Here's the science. What yeast does is feed on the sugar and starch in the ingredients, and convert them roughly half to alcohol and half to carbon dioxide gas. Which the yeast excretes. Yeast is a living organism, a microscopic fungus, so this is a biological process and nothing will substitute for it. (Are fungi animals or plants? They seem to be a bit of both so scientists prefer to put them in their own category! But to you and me, they're more like an odd kind of plant than anything. Vegans eat mushrooms - let's join them and say fungi are plants.)
Which is why it takes time to work. In bread, you want the gas to make it rise but not the alcohol, but that will boil off in the oven. If you're making alcohol, you want the opposite - you want the alcohol and to let the gas bubble off. Either way, it takes time for the yeast to munch away on sugar and produce its alcoholic pee and carbon dioxide farts. (Same as with your food - it gets through your body and what's left emerges in about 24 hours, but yeast does it MUCH faster.) So bread needs time to rise, and alcohol takes time to ferment.
In making alcohol, eventually the yeast will knock itself out or die from alcohol poisoning, or it runs out of food and dies of starvation. So you can make beer or wine just by fermenting the liquid, but if you want something stronger, you need to distil it. In distilling, alcohol boils off first because it boils at a lower temperature than water, you collect what boils off, and bingo, you have something stronger to drink. (It's also usually illegal to do this without a licence and that's the reason you want to keep making moonshine quiet! Our school chemistry lab had a distiller so we could make our own pure distilled water, but you COULD make moonshine in it so it needed a licence!
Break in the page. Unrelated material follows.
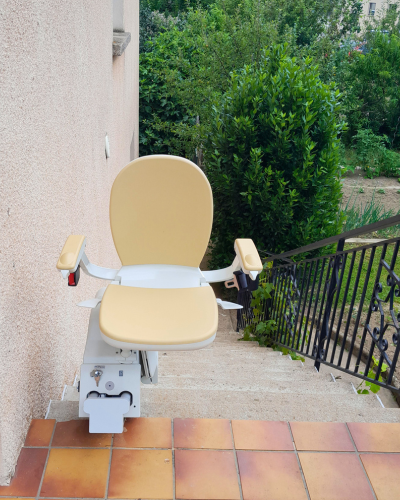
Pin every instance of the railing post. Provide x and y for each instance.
(319, 348)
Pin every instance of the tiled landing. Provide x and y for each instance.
(207, 459)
Just remember the chemistry teacher mentioning it.)
Baking soda, on the other hand, works totally differently. The process is purely chemical. It's a mild alkali and as a bicarbonate, will react with anything acidic in the recipe to produce a chemical salt + water + carbon dioxide. So you'll get gas bubbles to make your mixture rise, and quite quickly too so you don't need to leave cake mixture to rise, but you will get no alcohol. If you want alcohol, gotta have yeast.
Just for fun, because in making bread it's the gas you want, you CAN make it with baking soda. If you want quick home-made bread, make soda bread. It doesn't use yeast and relies on baking soda and buttermilk. They'll get together in the dough, do that chemical reaction and you'll get risen bread. But no, it doesn't work the other way round when you want alcohol. Only yeast can do that.